University of Sheffield

 

As a human geographer, my work specialises in how institutional politics shapes the production, and in turn, use of environmental knowledge for policy, through the lens of science and technology studies (STS) and the management of risk/uncertainty. In June 2012, I took up a Research Fellowship on advancing knowledge systems in climate adaptation decisions, otherwise known as the ICAD project, working alongside Professor Suraje Dessai at the Sustainability Research Institute, School of Earth and Environment, at the University of Leeds.

 

Qualifications

    • PhD in Human Geography and Science and Technology Studies (King's College London)
    • MRes (Dist.) in Environment, Society & Politics (King's College London)
    • BA hons. (First) in Geography (King's College London) 

 

Memberships/Fellowships

    • Royal Geographical Society
    • Association of American Geographers
    • Institution of Civil Engineers 

 

Research Interests

I have a wide range of interests but they mostly centre around the way environmental science and policy come to interact and affect each other, for example, in the context of co-producing flood risk science and spatial planning. My PhD traced the origins, production and use of the Environment Agency’s flood risk maps and how decisions over what to include (or exclude) from the modelling reveal various practical considerations, at once technical and institutional-political, which affected the flood outlines generated. That is, striding for accurate science is not always synonymous with politically defensible science. 

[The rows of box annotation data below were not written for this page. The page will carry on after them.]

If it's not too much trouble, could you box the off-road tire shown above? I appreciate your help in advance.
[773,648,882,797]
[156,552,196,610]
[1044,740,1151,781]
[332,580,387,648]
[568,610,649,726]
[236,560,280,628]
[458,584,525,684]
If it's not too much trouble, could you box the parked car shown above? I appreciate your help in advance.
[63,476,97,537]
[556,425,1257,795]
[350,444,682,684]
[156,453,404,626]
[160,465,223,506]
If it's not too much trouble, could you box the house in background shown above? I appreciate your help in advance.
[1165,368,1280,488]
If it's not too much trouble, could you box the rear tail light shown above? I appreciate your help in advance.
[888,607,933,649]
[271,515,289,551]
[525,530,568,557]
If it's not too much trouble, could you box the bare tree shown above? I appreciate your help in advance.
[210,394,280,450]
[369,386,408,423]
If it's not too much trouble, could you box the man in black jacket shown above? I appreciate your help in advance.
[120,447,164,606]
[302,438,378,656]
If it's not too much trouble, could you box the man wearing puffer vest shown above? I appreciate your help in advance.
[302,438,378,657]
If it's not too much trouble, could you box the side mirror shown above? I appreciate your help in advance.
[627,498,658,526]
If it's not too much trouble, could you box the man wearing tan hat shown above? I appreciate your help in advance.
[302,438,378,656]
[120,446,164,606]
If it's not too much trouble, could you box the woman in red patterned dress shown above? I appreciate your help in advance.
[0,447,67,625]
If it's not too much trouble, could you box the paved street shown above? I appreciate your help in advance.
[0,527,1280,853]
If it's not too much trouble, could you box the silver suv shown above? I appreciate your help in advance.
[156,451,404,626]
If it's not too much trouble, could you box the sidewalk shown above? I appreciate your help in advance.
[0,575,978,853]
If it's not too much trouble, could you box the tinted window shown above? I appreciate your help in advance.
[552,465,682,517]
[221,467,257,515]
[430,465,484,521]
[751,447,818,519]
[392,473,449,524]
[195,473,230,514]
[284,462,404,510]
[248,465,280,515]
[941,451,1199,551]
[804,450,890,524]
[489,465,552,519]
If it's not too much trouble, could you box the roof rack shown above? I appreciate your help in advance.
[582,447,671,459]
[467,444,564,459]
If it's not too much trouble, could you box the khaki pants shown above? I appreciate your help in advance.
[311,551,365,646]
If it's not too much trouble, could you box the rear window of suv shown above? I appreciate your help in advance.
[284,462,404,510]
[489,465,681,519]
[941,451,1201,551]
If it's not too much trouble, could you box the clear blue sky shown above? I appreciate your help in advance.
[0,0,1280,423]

As part of the ICAD project, I have traced the way climate knowledge develops, and by extension changes, as it travels across different production sites, such as at the Met Office and later via specialist consultancies, to where it is eventually applied. How, and why, for example, does climate knowledge come to take a particular form for decision-making? Focusing on the key role played by climate experts and increasingly specialist consultancies in the construction, verification, and interpretation of climate information, this research revolves around the UK's latest climate projections, UKCP09, the UK's first Climate Change Risk Assessment, CCRA, the emergence of specialist consultancies, and local authorities; and seeks to understand what effect, if any, do these actors have on the kind of climate knowledge that gets produced.